Results Total numbers: 1977–2011 n = 1381. BO numbers steadily increased but plateaued towards the end of the study. BO diagnosis was confirmed by histology in 88%. Outcome: In a total FU of 10366 patient-years (mean 7.5y range 0–36y), 54/1381 (3.9%) developed OAC (mean interval 9 years, SD 5.5, range 13 months–25.4 years). Thus 1 OAC developed per 192 patient-years of FU i.e. 0.52% per year. Mortality: Deaths from all causes were 417/1381 (30.2%). Surveillance and survival: Mortality was significantly lower in the 37 patients under endoscopic surveillance at the time OAC was diagnosed (51% vs 88% p = 0.0141) due in part to the older age and co-morbidity of the other 17 in whom serial endoscopy was contraindicated (mean age 67y vs 75y p = 0.002, respectively). However, after adjusting for age there was no significant difference in mortality between the two groups (p = 0.08).
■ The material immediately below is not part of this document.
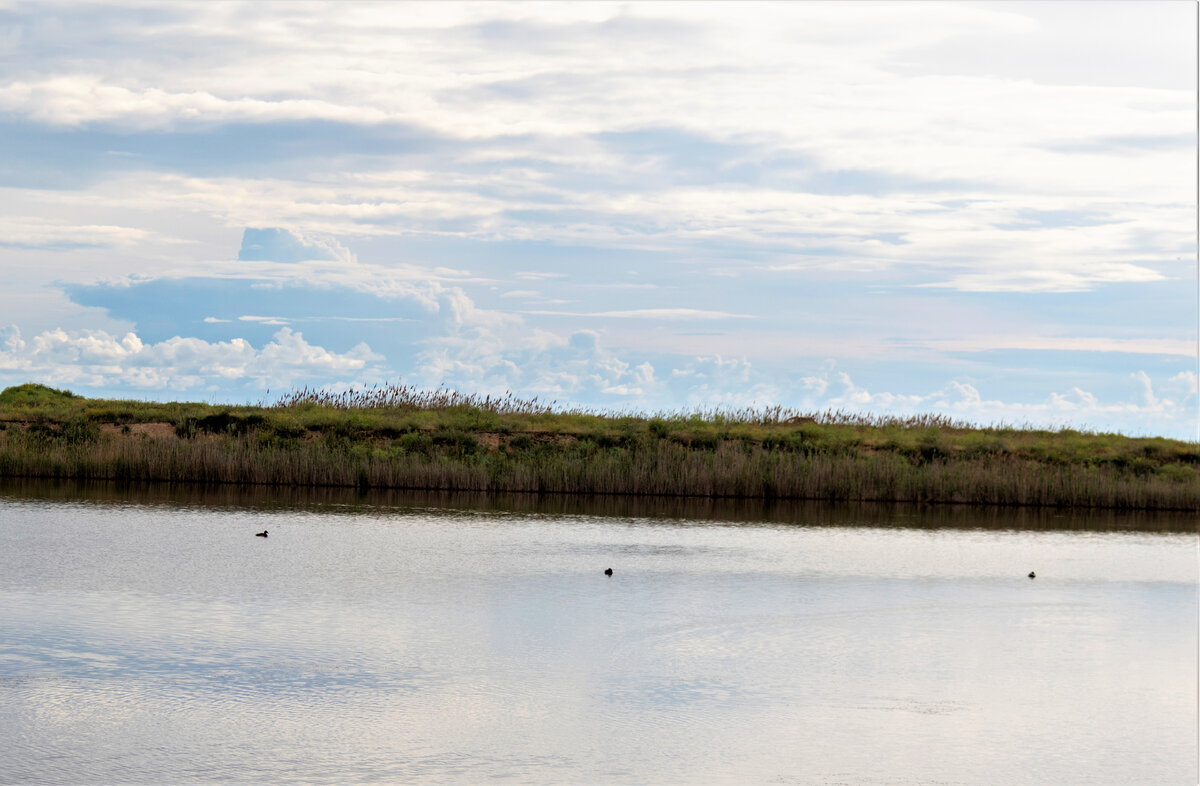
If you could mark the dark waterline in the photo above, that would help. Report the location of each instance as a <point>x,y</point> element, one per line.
<point>780,511</point>
<point>148,636</point>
Importantly though, the estimated hazard rate ratio was lower in the surveillance group (0.64, 95% CI 0.30 to 1.48).

Conclusion Reduction of risk: The risk of dying from OAC was reduced by about one-third in those under endoscopic surveillance at the time OAC was diagnosed. Identifying such a reduction of risk is a very useful indicator of the value of surveillance. Numbers and implications: This substantial long-term study was still not large enough to show a significant reduction in death once adjusted for confounding factors. Our results stress the need for individual centres to contribute to data warehouses such as national registries.

We now have clear evidence that BO surveillance confers benefit. With today’s technology which offers a wider scope of both palliative and curative treatments, and a continued systematic and disciplined approach, we have reason to expect that endoscopic surveillance will give even better results in the future.